A professora de Biologia Michele Ramos, da rede municipal de ensino de São José dos Campos (SP), tornou público um episódio de violência ocorrido dentro da sala de aula após um aluno colocar fragmentos de vidro em seu copo de água durante uma atividade escolar. O caso foi registrado em boletim de ocorrência e resultou no afastamento da docente, que sofreu um colapso emocional.
Em entrevista ao jornal O Globo, Michele contou que o incidente aconteceu durante uma aula para uma turma do 8º ano. Enquanto preparava uma atividade prática com microscópio, ela pediu que um estudante buscasse água. Ao retornar, percebeu que o comportamento da turma havia mudado e foi alertada por alguns alunos para que não bebesse a água. Em seguida, descobriu que havia pedaços de vidro dentro do copo.

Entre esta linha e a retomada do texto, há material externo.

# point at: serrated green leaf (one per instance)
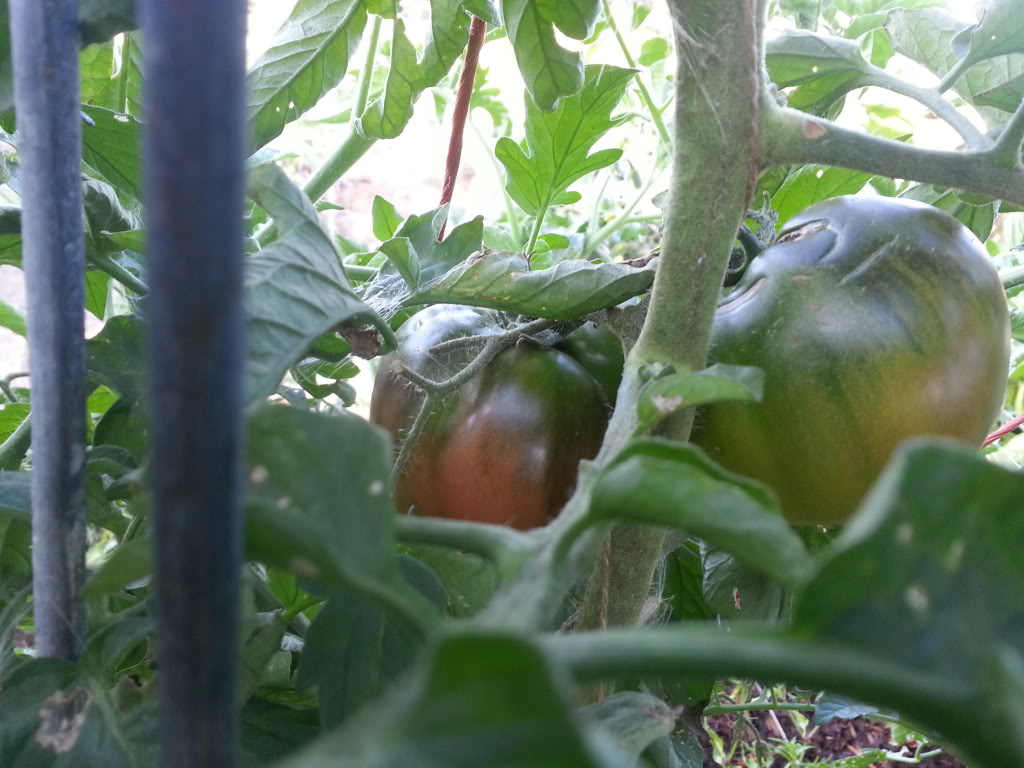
(97, 86)
(812, 183)
(551, 73)
(573, 17)
(308, 57)
(98, 20)
(558, 143)
(387, 115)
(653, 50)
(665, 395)
(567, 290)
(999, 31)
(979, 218)
(296, 288)
(673, 484)
(111, 143)
(943, 521)
(385, 218)
(633, 720)
(926, 36)
(484, 698)
(317, 502)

A professora comunicou imediatamente a direção da escola, solicitou acesso às imagens das câmeras de segurança e registrou um boletim de ocorrência. Posteriormente, um dos estudantes confessou ter colocado o vidro no copo. Segundo Michele, outros dois alunos participaram da situação, sugerindo a ação e ajudando a esconder o ocorrido.
Após o episódio, a docente sofreu uma forte crise emocional, precisou deixar a escola, recebeu atendimento médico e registrou uma Comunicação de Acidente de Trabalho (CAT), classificando o caso como um acidente laboral causado pelo impacto psicológico da ocorrência.
Michele relatou que já enfrentava problemas de ansiedade desde o início da carreira, em 2020, em razão de episódios de desrespeito, indisciplina e sobrecarga emocional no ambiente escolar. Em 2022, passou a sofrer crises de pânico e iniciou tratamento medicamentoso para conseguir continuar lecionando.
O caso ganhou repercussão nacional após a professora publicar um vídeo nas redes sociais relatando o ocorrido. Desde então, ela afirma ter recebido apoio de colegas, ex-alunos e professores de diferentes estados, que compartilharam experiências semelhantes envolvendo agressões, ameaças e outras formas de violência nas escolas.
Após o ocorrido, a Prefeitura de São José dos Campos ofereceu a transferência da professora para outra unidade escolar. No entanto, Michele afirma que ainda avalia se retornará às salas de aula devido ao trauma e ao receio de enfrentar novos episódios de violência.
A docente também defendeu a criação de políticas públicas voltadas ao combate à violência escolar, com o fortalecimento da participação das famílias, a produção de dados sobre esses casos e a ampliação do suporte psicológico para professores e estudantes.